The gun went off at 6:00 am, Saturday morning, April 2, 2011. Twenty seven hours, 44 minutes and 34 seconds later, I crossed the finish line completing my first 100-mile Ultramarathon. What allowed me to succeed? Two things: a plan and my word!
It seems surreal even now. As I have gone over the event in my mind for the last few days, I think about the key factors that enabled me to reach my goal. It certainly was not all due to my training because in all reality, I trained harder and more consistently for the fifty mile race that I completed last year. It was not due to my superior health because I weigh a little more than I did last year at this time. So what was it?
First, I got clear on what my outcome was. I decided I wanted to complete the race in under 30 hours. I did some research and I found a plan I could follow to do just that. Provided I ran the first 50 miles in less than 13 hrs, I could complete the race in twenty eight hours with two to spare for unexpected emergencies. I printed out the plan and put it in my race belt. It became my bible during the race. It broke down the lap times so that I had smaller goals to accomplish on the way to the bigger picture. I set small steps and overachieved each lap by about fifteen to twenty minutes. I used these minutes to take care of my body: changing shoes, shirts, and socks, using a full jar of Vaseline, and getting medical support. When I lost the map after the 6th lap, I felt like I had lost my best friend (I later found it). The plan saved me from destruction. It allowed me to focus on the small consistent actions that made the difference between success and failure: filling the water bottle each station, eating at each aid station, taking my electrolyte caps each hour, and consistently checking my watch to measure my progress versus the plan.
The second thing that kept me going was my word. I created a tremendous amount of leverage for myself to accomplish this goal. I told my friends, my family, my clients, and everyone on every social media network I am involved with, that I was going to do this! Most importantly, I told myself that I was going to give this everything that I had! I did not give myself an escape route anywhere.
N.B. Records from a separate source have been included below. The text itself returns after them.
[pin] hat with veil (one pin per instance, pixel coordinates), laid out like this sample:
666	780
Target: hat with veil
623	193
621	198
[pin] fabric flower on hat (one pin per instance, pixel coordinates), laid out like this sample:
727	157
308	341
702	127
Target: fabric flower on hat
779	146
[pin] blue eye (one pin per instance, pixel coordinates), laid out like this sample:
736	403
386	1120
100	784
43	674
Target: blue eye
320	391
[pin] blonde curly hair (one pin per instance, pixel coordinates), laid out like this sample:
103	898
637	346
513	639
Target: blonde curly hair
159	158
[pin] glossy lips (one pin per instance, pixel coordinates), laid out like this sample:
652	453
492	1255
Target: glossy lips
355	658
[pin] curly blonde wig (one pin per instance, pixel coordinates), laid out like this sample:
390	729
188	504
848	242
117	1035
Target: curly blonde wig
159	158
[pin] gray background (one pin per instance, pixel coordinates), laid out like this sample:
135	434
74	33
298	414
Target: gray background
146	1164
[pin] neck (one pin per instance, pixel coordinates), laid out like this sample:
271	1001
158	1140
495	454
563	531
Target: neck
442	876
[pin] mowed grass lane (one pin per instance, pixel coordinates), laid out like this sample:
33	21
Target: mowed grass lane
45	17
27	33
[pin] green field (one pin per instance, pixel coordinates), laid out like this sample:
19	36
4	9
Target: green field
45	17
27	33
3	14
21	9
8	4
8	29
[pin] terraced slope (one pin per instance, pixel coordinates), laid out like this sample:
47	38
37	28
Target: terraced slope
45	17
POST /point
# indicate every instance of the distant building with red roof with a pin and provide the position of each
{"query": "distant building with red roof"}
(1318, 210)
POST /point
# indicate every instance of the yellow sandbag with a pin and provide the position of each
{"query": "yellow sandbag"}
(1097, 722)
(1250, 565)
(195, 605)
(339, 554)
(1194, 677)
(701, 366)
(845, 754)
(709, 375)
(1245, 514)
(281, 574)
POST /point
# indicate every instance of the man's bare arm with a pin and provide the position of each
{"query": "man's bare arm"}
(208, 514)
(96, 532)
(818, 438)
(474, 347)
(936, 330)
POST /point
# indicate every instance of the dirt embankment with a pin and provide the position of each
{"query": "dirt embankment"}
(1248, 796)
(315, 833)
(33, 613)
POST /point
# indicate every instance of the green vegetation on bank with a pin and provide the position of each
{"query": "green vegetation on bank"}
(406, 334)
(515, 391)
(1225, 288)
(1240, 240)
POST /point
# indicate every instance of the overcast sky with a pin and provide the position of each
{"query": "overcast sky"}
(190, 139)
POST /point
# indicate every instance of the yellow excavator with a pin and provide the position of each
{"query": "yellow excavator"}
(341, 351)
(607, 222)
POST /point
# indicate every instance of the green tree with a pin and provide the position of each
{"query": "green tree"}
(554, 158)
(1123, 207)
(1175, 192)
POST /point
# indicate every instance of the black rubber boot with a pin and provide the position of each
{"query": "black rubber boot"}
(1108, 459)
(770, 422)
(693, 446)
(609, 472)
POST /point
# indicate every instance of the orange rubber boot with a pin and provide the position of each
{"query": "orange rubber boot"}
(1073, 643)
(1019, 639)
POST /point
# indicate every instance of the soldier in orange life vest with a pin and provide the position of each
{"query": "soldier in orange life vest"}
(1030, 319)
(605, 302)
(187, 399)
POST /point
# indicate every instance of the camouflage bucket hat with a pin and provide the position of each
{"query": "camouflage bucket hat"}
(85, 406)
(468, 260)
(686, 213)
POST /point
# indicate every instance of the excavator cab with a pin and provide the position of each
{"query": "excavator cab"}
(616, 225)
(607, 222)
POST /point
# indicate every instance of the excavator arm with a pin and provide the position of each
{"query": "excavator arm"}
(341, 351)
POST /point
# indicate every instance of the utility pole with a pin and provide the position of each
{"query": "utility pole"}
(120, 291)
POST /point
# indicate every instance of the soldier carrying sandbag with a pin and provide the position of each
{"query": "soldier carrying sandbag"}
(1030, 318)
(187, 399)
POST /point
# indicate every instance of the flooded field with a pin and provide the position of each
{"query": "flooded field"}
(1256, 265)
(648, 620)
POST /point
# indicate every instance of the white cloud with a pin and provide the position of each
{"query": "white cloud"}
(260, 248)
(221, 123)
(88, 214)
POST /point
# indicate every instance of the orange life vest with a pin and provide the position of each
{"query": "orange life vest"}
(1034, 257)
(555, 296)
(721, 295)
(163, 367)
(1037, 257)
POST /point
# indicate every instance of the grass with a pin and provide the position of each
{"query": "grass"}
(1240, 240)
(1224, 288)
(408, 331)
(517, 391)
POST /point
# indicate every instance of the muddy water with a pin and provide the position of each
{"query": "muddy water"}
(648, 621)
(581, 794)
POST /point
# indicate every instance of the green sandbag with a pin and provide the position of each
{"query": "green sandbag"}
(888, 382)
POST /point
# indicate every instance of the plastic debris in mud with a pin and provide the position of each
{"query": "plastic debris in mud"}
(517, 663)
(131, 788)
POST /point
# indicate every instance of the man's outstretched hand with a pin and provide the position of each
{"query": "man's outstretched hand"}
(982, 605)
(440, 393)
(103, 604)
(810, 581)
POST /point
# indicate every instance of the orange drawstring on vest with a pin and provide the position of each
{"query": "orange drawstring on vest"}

There were times I could have quit. Before starting lap seven (after 75 miles) the Red Cross Medic looked at my feet and told me there was nothing they could do for my feet since the pain did not come from an external blister but an internal separation of skin. If I wanted to continue, all I could do was to slap on some Vaseline and suck it up. There were also several times in lap eight when I actually stopped and told my pacer that I wanted to quit, period. I was done. And, even as I said the words out loud, doubled over in pain, I knew that I could not look at myself in the mirror when I got home if I didn’t give it everything I had. And, unless I blacked out and they took me away in an ambulance, I could not stop. In those moments, I looked down deeper into myself than ever before, checked my handwritten plan, pulled myself together, and kept on going.
It is ironic as I look back on my life, that 21 years ago, I could not run a mile. It’s clear that if a person wants to have a full life they are proud of, success takes work and effort. It took just as much work and effort emotionally 21 years ago for me to push myself to run 8 laps, walk 4, run 4 more; to tell myself that I could run three miles and then keep on doing it every other day for the next 6 months. The only difference between then and now is that I have conditioned myself to take on bigger goals. My first 10K seemed like an eternity. The first marathon I signed up for I never ran, but I signed up again and the next year I ran my first ˝ marathon followed by my first full marathon. The first 100-miler I signed up for I cancelled but the following year I ran 50 miles. This year, I learned everything I needed to learn to complete a 100-mile race and accomplished something that had enormous meaning for me. The road to succ ess has not come in a straight line. I’ve tried and “failed” at times, I have fallen on my face and come short on some of my goals. Yet, I have gotten back up and tried again, and again set in the conviction that our past does not equal our future. By having a plan for success, a system to follow, and by putting enough leverage on myself to accomplish my goal, I put all the chances for success on my side.
Whether you are reaching for a small goal or a big goal, whether it has to do with your personal life or your business, success will always take work. To achieve all that you want in life remember that having a good plan that you can rely upon and keeping your word –to yourself and others– will always serve you well, even when all you want to do is quit!